Bola mata Danang bergerak-gerak, menelisik setiap lekuk di wajah istrinya seolah sedang memahat setiap lekukan itu di dalam otaknya.
“Kecelakaan tunggal.” Terang seorang petugas polisi yang mendampingi Danang. Ia masih terengah-engah ketika mengikuti langkah cepat Danang menuju tempat ini.
“Bagaimana kejadiannya?” Sanjaya bertanya, mencari keterangan.
“Tidak ada saksi mata yang melihat langsung kejadiannya.

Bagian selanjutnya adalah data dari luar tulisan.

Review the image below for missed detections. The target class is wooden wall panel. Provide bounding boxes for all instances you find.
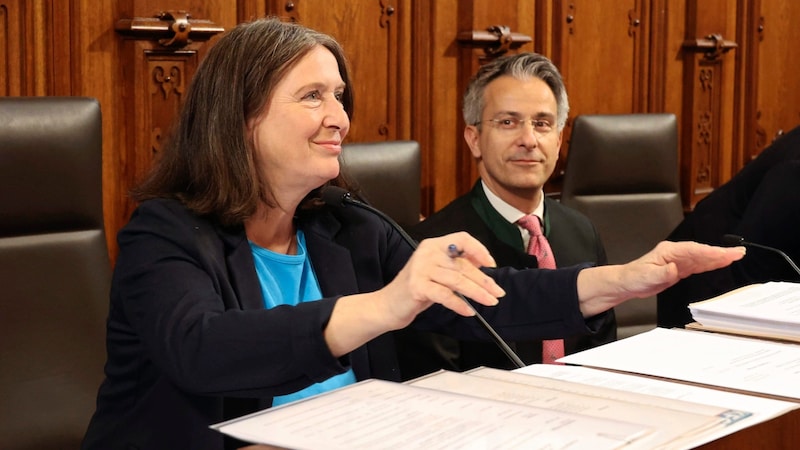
[662,1,688,143]
[3,0,800,260]
[262,0,413,143]
[420,0,466,214]
[754,0,800,150]
[545,0,649,191]
[554,0,649,114]
[0,0,70,96]
[680,0,738,209]
[734,0,800,175]
[0,1,24,95]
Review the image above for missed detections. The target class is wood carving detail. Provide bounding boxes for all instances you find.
[157,11,191,47]
[151,63,184,100]
[379,0,395,28]
[151,127,163,158]
[457,25,532,58]
[693,62,720,190]
[148,59,186,159]
[699,68,713,91]
[566,3,576,35]
[696,109,712,184]
[628,8,641,38]
[116,11,223,49]
[284,1,299,22]
[682,34,737,61]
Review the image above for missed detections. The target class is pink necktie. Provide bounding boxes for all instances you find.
[517,214,564,364]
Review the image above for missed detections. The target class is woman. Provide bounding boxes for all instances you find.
[82,17,743,450]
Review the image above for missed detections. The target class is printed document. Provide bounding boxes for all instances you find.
[514,364,798,448]
[212,378,653,449]
[559,327,800,400]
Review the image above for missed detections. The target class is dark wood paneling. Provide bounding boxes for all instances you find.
[754,0,800,150]
[0,1,24,96]
[0,1,70,96]
[680,0,738,210]
[4,0,800,260]
[547,0,650,193]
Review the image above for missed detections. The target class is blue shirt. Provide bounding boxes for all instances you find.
[250,230,356,406]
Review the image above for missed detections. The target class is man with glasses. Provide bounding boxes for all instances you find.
[396,52,617,380]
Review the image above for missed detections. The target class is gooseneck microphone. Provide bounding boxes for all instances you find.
[321,186,525,369]
[722,234,800,277]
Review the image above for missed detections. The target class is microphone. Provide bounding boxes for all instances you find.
[321,186,525,369]
[722,234,800,277]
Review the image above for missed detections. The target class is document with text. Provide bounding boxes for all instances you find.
[559,327,800,400]
[211,378,654,450]
[408,368,730,450]
[513,364,798,448]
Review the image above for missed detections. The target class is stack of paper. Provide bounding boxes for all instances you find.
[687,281,800,341]
[210,355,797,449]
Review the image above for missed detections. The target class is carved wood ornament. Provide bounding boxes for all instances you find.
[458,25,532,59]
[681,33,737,208]
[115,11,224,48]
[683,33,737,61]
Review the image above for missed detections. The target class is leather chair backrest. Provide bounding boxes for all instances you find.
[340,140,422,231]
[561,113,684,338]
[0,97,109,449]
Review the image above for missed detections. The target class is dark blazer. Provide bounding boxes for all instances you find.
[83,198,597,450]
[658,125,800,328]
[395,182,616,380]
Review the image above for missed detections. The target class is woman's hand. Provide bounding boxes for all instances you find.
[577,241,746,317]
[380,232,506,325]
[323,232,505,357]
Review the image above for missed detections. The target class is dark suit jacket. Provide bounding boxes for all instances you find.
[83,198,598,450]
[658,125,800,328]
[395,182,617,380]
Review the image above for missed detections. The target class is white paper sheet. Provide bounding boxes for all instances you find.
[690,282,800,336]
[513,364,799,448]
[409,368,726,450]
[558,327,800,400]
[212,378,653,450]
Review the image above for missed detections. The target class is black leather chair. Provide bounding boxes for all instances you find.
[561,113,683,339]
[340,140,422,231]
[0,97,110,449]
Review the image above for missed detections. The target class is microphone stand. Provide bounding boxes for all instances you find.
[723,234,800,277]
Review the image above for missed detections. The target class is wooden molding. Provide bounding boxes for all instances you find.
[116,10,224,47]
[682,33,738,61]
[457,25,532,58]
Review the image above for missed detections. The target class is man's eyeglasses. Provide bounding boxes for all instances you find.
[474,116,555,137]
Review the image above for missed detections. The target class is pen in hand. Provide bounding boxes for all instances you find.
[447,244,464,259]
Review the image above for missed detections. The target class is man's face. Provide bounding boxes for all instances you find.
[464,75,562,206]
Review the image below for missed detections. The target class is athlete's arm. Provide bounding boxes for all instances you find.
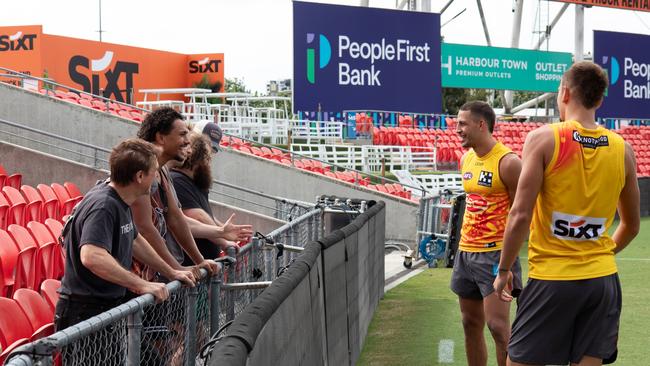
[499,153,522,205]
[183,208,239,250]
[612,142,640,254]
[494,127,553,301]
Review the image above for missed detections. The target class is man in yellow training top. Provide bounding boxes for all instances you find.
[494,61,640,366]
[451,101,523,366]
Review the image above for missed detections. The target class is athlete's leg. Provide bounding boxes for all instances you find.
[483,291,511,366]
[460,297,487,366]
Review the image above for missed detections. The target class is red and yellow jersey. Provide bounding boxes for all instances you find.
[459,142,514,252]
[528,120,626,280]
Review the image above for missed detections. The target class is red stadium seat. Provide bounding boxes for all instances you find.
[0,164,22,189]
[63,182,82,199]
[37,184,62,220]
[18,185,43,224]
[51,183,79,217]
[40,279,61,313]
[13,289,55,340]
[3,186,27,227]
[0,193,8,230]
[44,218,64,241]
[28,221,65,281]
[7,224,39,291]
[0,229,19,296]
[0,297,33,363]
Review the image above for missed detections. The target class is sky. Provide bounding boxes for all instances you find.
[1,0,649,93]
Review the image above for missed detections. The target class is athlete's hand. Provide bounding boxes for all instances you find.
[493,270,513,302]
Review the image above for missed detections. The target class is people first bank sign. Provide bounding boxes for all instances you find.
[594,30,650,119]
[293,1,441,114]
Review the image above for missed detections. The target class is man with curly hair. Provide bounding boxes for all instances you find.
[133,107,251,279]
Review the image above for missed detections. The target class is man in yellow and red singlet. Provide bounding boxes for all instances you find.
[494,61,640,366]
[451,101,523,366]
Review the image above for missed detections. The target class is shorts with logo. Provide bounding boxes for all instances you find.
[508,273,621,365]
[450,249,523,299]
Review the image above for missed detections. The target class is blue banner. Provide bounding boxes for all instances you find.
[594,30,650,119]
[293,1,441,115]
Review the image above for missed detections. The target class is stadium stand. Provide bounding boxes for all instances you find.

Tapi kalau melihat jejak ban di aspal dan bukti lain, sepertinya korban kehilangan kendali.” Petugas polisi berbicara sambil melihat buku catatan kecil di tangannya.
Tania tidak pernah kehilangan kendali mobilnya. Ia selalu berhati-hati penuh perhitungan.
Danang merasakan tepukan pelan Sanjaya di bahunya.
“Aku turut berduka, Tania sudah seperti anak ku sendiri.”
Danang hanya terdiam, dia ingin menyimpan duka ini sendiri.
Duka ini milikku, bukan untuk orang lain.
___________
Suara batuk kecil Kinaya menyadarkan Danang. Ia merasakan wajahnya terasa panas.
Ia pasti mengira aku cengeng.
“Kamu sendiri? Sudah lama menyukai fotografi?” Danang mencoba keluar dari situasi canggung yang terjadi.
Kinaya meletakan cangkir kopinya. “Tidak terlalu lama, sejak aku suka menulis. Blog ku perlu gambar-gambar yang bagus untuk menguatkan apa yang aku tulis.”
“Ohh, penulis blog.” Tatapan kagum terlihat jelas di mata Danang.
Entah kenapa Danang selalu merasa kagum dengan kemampuan seorang penulis. Terkadang tulisan mereka dapat mengirimkan pesan-pesan rahasia yang hanya bisa ditangkap oleh hati.
Kinaya berdiri sambil membawa piring dan peralatan bekas makan di tangannya.
“Dapur di sebelah sana bukan?”
Dalam keheranan, Danang mengangguk. Ada pertanyaan dalam matanya.
“Kamu sudah memasak, sekarang giliran ku untuk bersih-bersih. Tidak etis rasanya, makan gratis tanpa melakukan apa-apa.” tanpa menunggu jawaban ia berjalan dengan ringan menghilang di pintu dapur. Danang tertegun lalu cepat-cepat membereskan sisa peralatan makan yang masih tertinggal. Tanpa sengaja kakinya menendang jatuh tas kecil milik Kinaya yang ditaruh di lantai. Ia membungkuk, bermaksud mengembalikan tas pada posisi semula. Saat memungut tas sebuah benda menyembul keluar menarik perhatiannya.
Entah kenapa nalurinya menuntun Danang membuka tas Kinaya, mencari tahu lebih jauh. Wajah Danang langsung membeku ketika menyadari benda itu adalah gagang dari sepucuk pistol berperedam. Pistol yang telah mengambil nyawa Jonas dan tiga orang anak buahnya.
Siapa dia sebenarnya? Pikir Danang curiga sambil memandang ke arah dapur, tempat Kinaya berada. Sebuah perasaan tidak nyaman menyelimuti dirinya.
Danang mengembalikan tas Kinaya ke posisi semula lalu bergegas menuju dapur sambil membawa sisa peralatan makan yang masih tersisa di atas meja.
Pintu dapur terbuka lebar, nyaris seperti dibanting saat Danang mendorongnya dengan keras. Peralatan makan ditaruh sekenanya di meja dapur. Lebih tepat dilempar Danang.
“Kinaya! Apa maksud kamu sebenarnya?”
Kinaya yang terkejut meninggalkan cucian piring yang sedang di kerjakannya. Wajah marah Danang kini memandangnya.
“Maksud kamu?” Kinaya berkata heran.